How The ESPYS Will Honor The Survivors Who Spoke Out Against Larry Nassar

"They have shown us all what it truly means to speak truth to power."

This year, the ESPYS — ESPN's annual award show recognizing sports-related achievements — will honor a special group of people with the Arthur Ashe Courage Award. ESPN announced on Wednesday that the award will go to the hundreds of sexual assault survivors who spoke out against former USA Gymnastics doctor Larry Nassar.


In January, Nassar was sentenced to up to 175 years in prison, following more than 100 statements from athletes accusing him of abuse. That included gold medalist Aly Raisman, who earned praise for her powerful testimony and who has continued to speak out on issues of sexual assault, and who started an initiative called Flip the Switch to help prevent further abuse. Other athletes to come forward include Raisman's former teammates Gabby Douglas, McKayla Maroney, and Simone Biles.

"We are honored to recognize the courage of these women at The 2018 ESPYS, to acknowledge the power of their voices, and to shine a very well-deserved spotlight on what speaking up, fighting back, and demanding accountability can accomplish," Alison Overholt of ESPN The Magazine said in a statement.

She continued, "They have shown us all what it truly means to speak truth to power, and through their bravery, they are making change for future generations. By honoring this group who spoke out, we aim to honor all of those who are survivors of abuse."

The Arthur Ashe Courage Award is named after the late American tennis player and activist who raised AIDS awareness after being diagnosed with the disease. Last year, the award was posthumously given to Eunice Kennedy Shriver, who founded the Special Olympics. Other honorees have included Muhammad Ali, Billie Jean King, and Nelson Mandela.

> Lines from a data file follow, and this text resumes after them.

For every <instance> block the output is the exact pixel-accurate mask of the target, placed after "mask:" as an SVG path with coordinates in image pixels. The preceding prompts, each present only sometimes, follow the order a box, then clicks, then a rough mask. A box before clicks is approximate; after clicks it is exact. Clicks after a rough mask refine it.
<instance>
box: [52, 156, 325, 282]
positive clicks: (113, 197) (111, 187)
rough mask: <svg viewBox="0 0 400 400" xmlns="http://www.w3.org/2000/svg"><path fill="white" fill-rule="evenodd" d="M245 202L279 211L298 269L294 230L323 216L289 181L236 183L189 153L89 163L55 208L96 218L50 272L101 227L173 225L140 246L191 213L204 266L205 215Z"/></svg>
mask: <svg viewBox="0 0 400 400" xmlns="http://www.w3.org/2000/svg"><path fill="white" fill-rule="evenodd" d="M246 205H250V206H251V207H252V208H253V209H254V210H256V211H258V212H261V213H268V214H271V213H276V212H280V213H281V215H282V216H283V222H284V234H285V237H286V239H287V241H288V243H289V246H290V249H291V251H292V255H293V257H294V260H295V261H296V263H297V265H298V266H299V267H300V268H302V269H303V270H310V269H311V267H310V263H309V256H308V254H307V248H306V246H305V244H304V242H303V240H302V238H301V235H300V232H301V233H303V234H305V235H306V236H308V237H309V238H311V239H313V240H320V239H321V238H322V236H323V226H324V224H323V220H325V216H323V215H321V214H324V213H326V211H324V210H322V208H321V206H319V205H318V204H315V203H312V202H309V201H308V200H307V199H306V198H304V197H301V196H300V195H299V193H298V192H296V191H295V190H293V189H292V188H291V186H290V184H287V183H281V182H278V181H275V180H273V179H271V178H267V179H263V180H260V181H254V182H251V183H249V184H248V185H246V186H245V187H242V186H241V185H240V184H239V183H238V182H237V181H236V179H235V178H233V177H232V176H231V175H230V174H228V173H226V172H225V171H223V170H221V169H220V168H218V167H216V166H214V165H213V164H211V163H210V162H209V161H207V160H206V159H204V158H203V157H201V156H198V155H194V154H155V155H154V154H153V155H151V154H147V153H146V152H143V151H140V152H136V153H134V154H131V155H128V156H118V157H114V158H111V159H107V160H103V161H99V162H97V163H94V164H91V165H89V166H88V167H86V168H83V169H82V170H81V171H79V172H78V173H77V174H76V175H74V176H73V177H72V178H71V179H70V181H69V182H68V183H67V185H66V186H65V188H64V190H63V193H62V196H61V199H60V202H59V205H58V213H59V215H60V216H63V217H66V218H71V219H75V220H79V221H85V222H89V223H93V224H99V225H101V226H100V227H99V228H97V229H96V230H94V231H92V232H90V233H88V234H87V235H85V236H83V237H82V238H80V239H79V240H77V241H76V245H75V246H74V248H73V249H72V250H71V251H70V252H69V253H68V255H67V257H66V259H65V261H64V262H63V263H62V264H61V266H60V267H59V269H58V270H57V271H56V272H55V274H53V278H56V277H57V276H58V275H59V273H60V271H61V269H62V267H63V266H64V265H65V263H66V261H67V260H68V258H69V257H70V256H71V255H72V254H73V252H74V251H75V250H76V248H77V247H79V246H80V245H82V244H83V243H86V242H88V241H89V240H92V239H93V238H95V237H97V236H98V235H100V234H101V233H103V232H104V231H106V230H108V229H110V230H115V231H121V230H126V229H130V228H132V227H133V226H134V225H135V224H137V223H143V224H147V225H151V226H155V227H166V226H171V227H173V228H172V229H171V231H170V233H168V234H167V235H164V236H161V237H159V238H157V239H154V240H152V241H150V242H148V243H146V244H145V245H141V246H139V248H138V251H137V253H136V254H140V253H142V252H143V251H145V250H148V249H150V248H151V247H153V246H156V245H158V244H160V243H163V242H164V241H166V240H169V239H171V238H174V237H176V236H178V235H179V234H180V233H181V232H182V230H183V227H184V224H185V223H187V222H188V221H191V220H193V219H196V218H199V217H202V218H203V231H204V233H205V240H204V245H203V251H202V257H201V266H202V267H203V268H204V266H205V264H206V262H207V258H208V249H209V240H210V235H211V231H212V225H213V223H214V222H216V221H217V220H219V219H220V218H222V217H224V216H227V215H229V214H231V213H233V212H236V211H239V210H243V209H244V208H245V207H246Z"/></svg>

The award announcement came on the same day it was reported that Michigan State University, where Nassar formerly worked, will pay a $500 million settlement to survivors of his abuse. According to ESPN, $425 million will be distributed to 332 claimants, while the remaining $75 million will be held in reserve for two years should other victims come forward.

"I'm very grateful for the historic number that acknowledges some of the hardships that these women have suffered," said Rachael Denhollander, who was the first to publicly accuse Nassar. "I'm also very disappointed in a missed opportunity to create meaningful policy changes."

ESPN's decision to recognize these survivors comes in the midst of a public conversation about sexual harassment and assault, thanks to movements such as #MeToo and Time's Up. Last year, Time magazine named "The Silence Breakers" as the 2017 Person of the Year, honoring the women and men who came forward with their stories.

The 2018 ESPY Awards will air on ESPN July 18.